Tampilkan postingan dengan label Science. Tampilkan semua postingan
Tampilkan postingan dengan label Science. Tampilkan semua postingan

Minggu, 10 April 2016

Terlahir Kidal, Salahkah?

“Kok nulisnya pake tangan kiri?”
“Kok bisa sih nulis pake tangan kiri?
“Kidal ya?”
“Nggak sopan tau nulis pake tangan kiri.”

Pernah mendengar ini semua? Pernah mengeluarkan pertanyaan/pernyataan sejenis ke teman kamu? Atau bahkan pertanyaan/pernyataan tersebut ditujukan kepada kamu? Pernah terpikir apa yang dipikirkan orang kidal terhadap statement seperti itu?

Sebagian mungkin menganggap kidal sebagai sebuah anomali, didasarkan atas fakta bahwa hanya ada sekitar 10% orang kidal dari seluruh populasi dunia. Kalau saya pribadi lebih memandangnya sebagai ekspresi keragaman gen yang diperkuat oleh faktor lingkungan. Satu yang saya tidak setuju yaitu, anggapan bahwa kidal adalah sebuah kelainan dalam arti negatif.

Bicara tentang handedness, tak akan lepas dari hubungannya dengan otak. Otak terbagi menjadi dua bagian (hemisfer), yaitu hemisfer kanan dan kiri yang keduanya dihubungkan oleh corpus calosum. Seperti yang kita tahu, otak kanan mengendalikan bagian tubuh sebelah kiri dan sebaliknya. Tentang bagaimana handedness atau hand preference bisa terjadi, para ilmuwan punya pendapat yang beragam, diantaranya; gen, gender, perkembangan janin, faktor lingkungan (mencontoh), kerusakan otak, dan penyesuaian karena terjadi cedera (dikutip dari BetterHealth Channel, Victoria State Government).

Left-handedness, tidak hanya di Indonesia, memang sering dikaitkan dengan hal-hal yang kurang baik; ketidaksopanan, kasar, tabu, kejahatan, dan lain sebagainya. Pernah dengar istilah ‘tangan setan’? yap, itu juga digunakan untuk menggambarkan seseorang yang kidal. Tapi salahkah jika kita terlahir sebagai seorang kidal? atau dalam kasus saya cross-dominance?

Sesungguhnya manusia tidak dapat memilih ia akan terlahir seperti apa.

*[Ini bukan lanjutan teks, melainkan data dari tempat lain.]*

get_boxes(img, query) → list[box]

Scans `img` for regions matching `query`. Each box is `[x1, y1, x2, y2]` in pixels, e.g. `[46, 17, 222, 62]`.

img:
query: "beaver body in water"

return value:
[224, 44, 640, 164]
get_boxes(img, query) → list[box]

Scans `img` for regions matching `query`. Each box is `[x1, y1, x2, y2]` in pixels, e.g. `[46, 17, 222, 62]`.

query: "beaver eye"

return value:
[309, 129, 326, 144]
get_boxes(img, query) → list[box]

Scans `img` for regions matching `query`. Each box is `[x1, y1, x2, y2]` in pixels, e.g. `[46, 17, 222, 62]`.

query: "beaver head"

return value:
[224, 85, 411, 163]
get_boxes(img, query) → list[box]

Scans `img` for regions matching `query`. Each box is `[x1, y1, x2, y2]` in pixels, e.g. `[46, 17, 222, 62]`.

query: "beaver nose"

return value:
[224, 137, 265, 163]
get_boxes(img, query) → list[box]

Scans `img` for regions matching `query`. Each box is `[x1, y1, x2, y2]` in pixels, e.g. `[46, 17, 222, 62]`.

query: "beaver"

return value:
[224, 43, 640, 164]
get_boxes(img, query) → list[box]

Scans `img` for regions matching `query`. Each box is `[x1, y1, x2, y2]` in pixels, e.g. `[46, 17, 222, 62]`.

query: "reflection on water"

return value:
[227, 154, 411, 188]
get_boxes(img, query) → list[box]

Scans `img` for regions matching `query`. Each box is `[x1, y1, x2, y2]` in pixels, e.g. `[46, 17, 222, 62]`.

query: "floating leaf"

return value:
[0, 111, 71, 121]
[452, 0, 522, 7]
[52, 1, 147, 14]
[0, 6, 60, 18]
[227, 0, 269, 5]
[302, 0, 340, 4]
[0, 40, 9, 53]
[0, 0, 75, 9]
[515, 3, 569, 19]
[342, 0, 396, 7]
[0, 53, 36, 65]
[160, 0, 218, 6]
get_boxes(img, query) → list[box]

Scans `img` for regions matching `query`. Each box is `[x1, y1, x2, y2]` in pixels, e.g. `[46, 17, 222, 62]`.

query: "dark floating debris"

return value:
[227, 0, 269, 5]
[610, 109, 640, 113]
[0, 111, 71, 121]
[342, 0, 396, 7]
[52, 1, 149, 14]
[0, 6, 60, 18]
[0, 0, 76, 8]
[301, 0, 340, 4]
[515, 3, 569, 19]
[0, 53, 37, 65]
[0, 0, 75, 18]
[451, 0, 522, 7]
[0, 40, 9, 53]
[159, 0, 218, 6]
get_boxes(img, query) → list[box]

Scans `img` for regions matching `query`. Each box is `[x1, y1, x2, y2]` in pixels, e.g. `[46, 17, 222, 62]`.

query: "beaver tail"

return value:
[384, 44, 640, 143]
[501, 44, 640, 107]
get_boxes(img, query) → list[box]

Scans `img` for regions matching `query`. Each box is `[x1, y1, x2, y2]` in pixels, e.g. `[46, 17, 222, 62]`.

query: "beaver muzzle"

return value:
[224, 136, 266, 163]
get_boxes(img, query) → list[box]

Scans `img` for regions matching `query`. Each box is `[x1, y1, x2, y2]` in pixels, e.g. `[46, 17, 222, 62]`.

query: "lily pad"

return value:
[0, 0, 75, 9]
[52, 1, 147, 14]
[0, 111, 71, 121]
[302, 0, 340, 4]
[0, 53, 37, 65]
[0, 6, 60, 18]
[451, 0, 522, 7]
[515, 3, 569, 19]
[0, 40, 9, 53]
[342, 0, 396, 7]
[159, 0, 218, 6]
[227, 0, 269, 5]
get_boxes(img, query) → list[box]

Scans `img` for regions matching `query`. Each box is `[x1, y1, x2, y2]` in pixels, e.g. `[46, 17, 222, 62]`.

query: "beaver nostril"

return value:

Jadi rasanya kurang bijak untuk menyalahkan seseorang atas ke-kidal-annya. Untuk beberapa urusan dengan orang lain memang sebaiknya mengikuti budaya orang kebanyakan agar tidak terjadi salah paham. Kebanyakan orang kidal yang saya temui pun begitu, tetap bersalaman dengan tangan kanan, transaksi dengan tangan kanan. Mungkin mereka menyadari posisinya sebagai minoritas di negara dengan budaya timur yang kental.

Beberapa pendapat negatif justru datang dari sebagian kecil orang ‘normal’ yang  mengatakan kidal adalah sesuatu yang buruk. Pernah saya iseng mencari pendapat orang tentang kidal dan menemukan sesuatu yang menurut saya mengejutkan. Pendapat ini saya temukan di sebuah forum tanya jawab, disitu dikatakan bahwa “Kidal adalah suatu kelainan karena tidak sesuai dengan keadaan normal manusia. Untuk itu harus berlatih dibiasakan menggunakan tangan kanan.”. Saya lupa kata-kata persisnya bagaimana, tapi kurang lebih seperti itu. Untuk istilah kelainan saya tidak begitu keberatan, karena kenyataannya kidal memang bukanlah suatu yang umum terjadi pada manusia (hanya 10% populasi dunia). Nah untuk kalimat kedua, agaknya saya kurang sependapat. Beberapa jurnal yang pernah saya baca menemukan beberapa kelainan belajar dan stuttering (saya tidak tahu bahasa Indonesia yang tepat) terjadi pada anak-anak karena ‘dipaksa’ untuk jadi normal dengan menggunakan tangan kanannya. Pernah menonton film The King’s Speech? Mungkin itu bisa jadi gambaran.

Saya sendiri bukanlah seorang kidal, tapi bukan pula seorang ‘normal’ menurut pandangan kebanyakan orang. Saya menggunakan tangan kanan untuk makan, berjabat tangan, dan dalam proses transaksi (menerima/memberi), selebih itu saya menggunakan tangan kiri, dengan alasan lebih kuat dan lebih nyaman. Istilahnya saya seorang cross-dominance. Tapi istilah moderately left-handed sepertinya lebih keren, jadi saya prefer ke istilah ini. Kegiatan yang saya lakukan dengan tangan kanan bukannya tidak bisa saya lakukan dengan tangan kiri, bisa saja jika saya mau, namun di tengah masyarakat kita yang menganut budaya timur, rasanya hal tersebut tidaklah tepat untuk dilakukan. Bahkan untuk makan, agama yang saya anut menganjurkan saya untuk melakukannya dengan tangan kanan. Tidak masalah bagi saya, karena memang sudah dibiasakan. Berbagai pertanyaan bahkan pernyataan sinis dari orang lain pernah saya rasakan ketika saya ‘lupa’ untuk menggunakan tangan kiri di tempat yang seharusnya. Bahkan untuk hal sepele seperti menulis saja masih banyak pertanyaan yang cukup membuat panas telinga.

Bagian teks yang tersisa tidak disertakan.